Le tourisme local, le tourisme rural, la montagne vont-ils s’affirmer comme des nouvelles tendances, même dans l’après-crise ? Comment anticiper les risques environnementaux et sociaux d’un développement soudain d’un tourisme plus orienté vers les grands espaces et la nature ?  Les villes d’art vont-elles devoir réinventer leur modèle économique ?

Les questionnements foisonnent et l’espace pour l’innovation et la créativité en ressort dilaté, élargi. Comme certains experts les préconisent, c’est le moment d’oser et de (ré)inventer. Le Manifeste de l’ATD (Acteurs du Tourisme Durable) propose quatre axes de développement d’un nouveau tourisme post-Covid : Sobriété carbone et préservation environnementale ; Entraide, solidarité et justice sociale ; Retombées économiques locales ; Tourisme de sens.

A l’Avitem nous sommes investi.e.s depuis plusieurs années dans des projets et des expérimentations pour promouvoir et soutenir un tourisme plus durable. Avec le projet Prometea, nous avons travaillé sur l’agrotourisme et l’enjeu qu’il représente pour le développement territorial de notre région.

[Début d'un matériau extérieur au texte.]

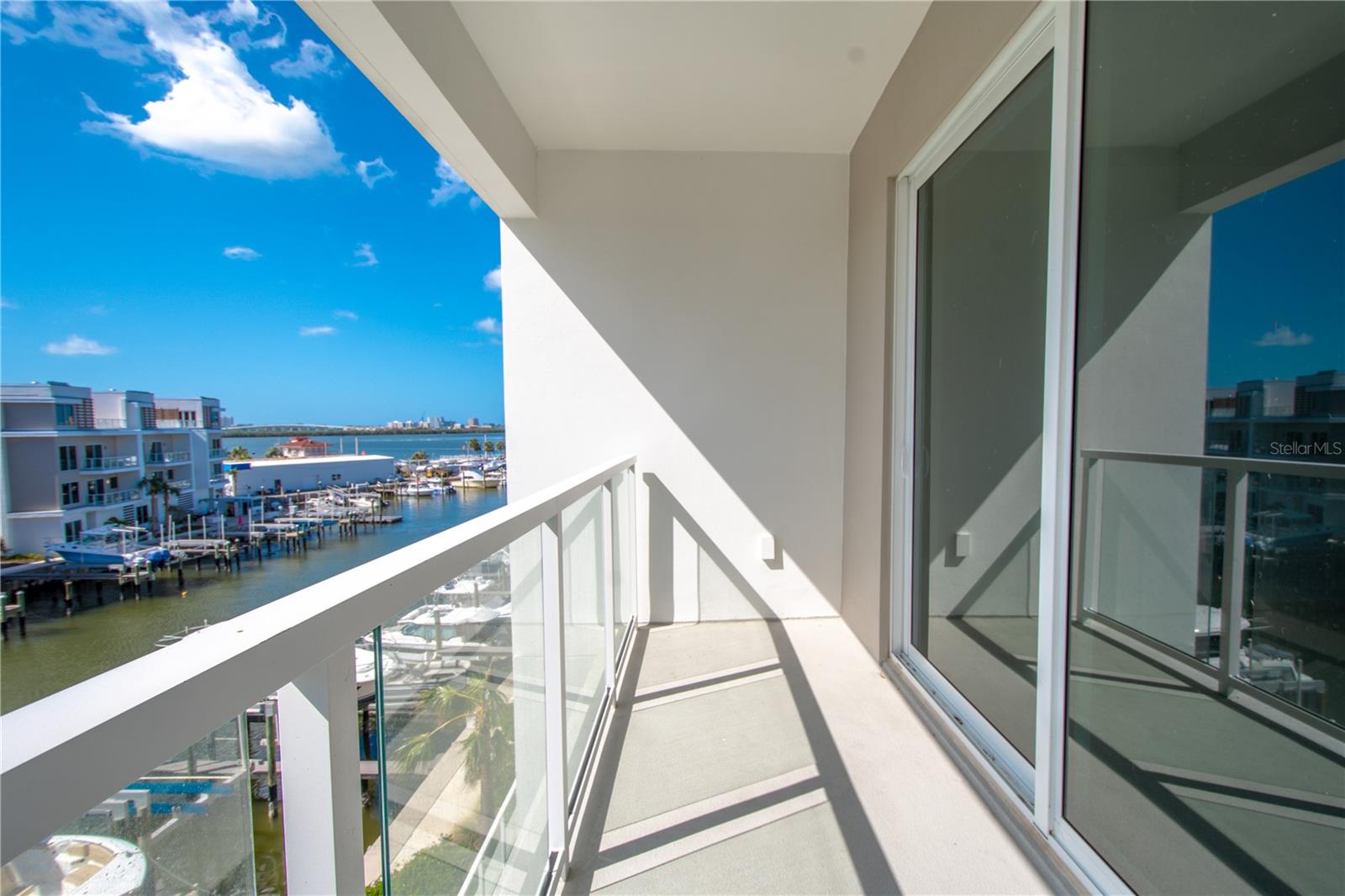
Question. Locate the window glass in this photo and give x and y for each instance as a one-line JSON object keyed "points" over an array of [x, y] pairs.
{"points": [[981, 299], [1210, 347]]}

Avec Herit-Data, nous testons des solutions technologiques basées sur les big data, afin de mieux gérer les flux touristiques et contribuer à lutter contre le surtourisme.

Dans les sillons de ces projets et dans un esprit d’expérimenter de nouvelles approches, nous nous penchons aujourd’hui sur le potentiel des sciences comportementales appliquées au tourisme.  Nous sommes convaincu.e.s que ces approches peuvent jouer un rôle important pour repenser les stratégies de gestion des flux touristiques et de promotion des destinations, dans l’optique de limiter la pression du tourisme sur l’écosystème et sur les communautés résidentes. Concrètement, nous travaillons actuellement à un benchmark sur les pratiques existantes et sur le montage d’un nouveau projet avec un consortium d’experts européens en économie comportementale, innovation publique et psychologie sociale.